The Congregation for the Doctrine of the Faith acknowledged it had received several requests for “guidance” during recent months. The doctrinal office pointed out that bishops, Catholic groups and experts have offered “diverse and sometimes conflicting pronouncements” on the matter.

The Vatican concluded that “it is morally acceptable to receive COVID-19 vaccines that have used cell lines from aborted fetuses” in the research and production process when “ethically irreproachable” vaccines aren’t available to the public. But it stressed that the “licit” uses of such vaccines “does not and should not in any way imply that there is a moral endorsement of the use of cell lines proceeding from aborted fetuses.”

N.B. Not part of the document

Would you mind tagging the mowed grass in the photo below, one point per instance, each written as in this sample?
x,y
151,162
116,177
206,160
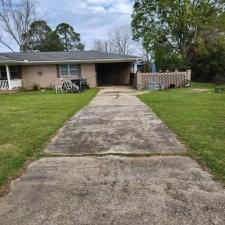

The Catholic Church’s teaching says that abortion is a grave sin.

This meant that because the pandemic is such a grave danger, such vaccines “can be used in good conscience with the certain knowledge that (it) does not constitute formal cooperation with the abortion from which the cells used in production of the vaccines derive,” the note said.

In its statement, the Vatican also explained that obtaining vaccines that do not pose an ethical dilemma is not always possible. Without naming any vaccines, it cited circumstances in countries “where vaccines without ethical problems are not made available to physicians and patients” or where special storage or transport conditions make their distribution more difficult.

The statement also urged the pharmaceutical industry to develop completely ethical vaccines and governments and international organisations to make them accessible to poorer nations.

The Vatican note said that while the use of vaccines was voluntary, “the common good may recommend vaccination, especially to protect the weakest and most exposed”.

The Vatican statement did not talk about when Pope Francis would be vaccinated but it is speculated the 84-year-old and his aides would get jabs before their planned tour to Iraq in March 2021.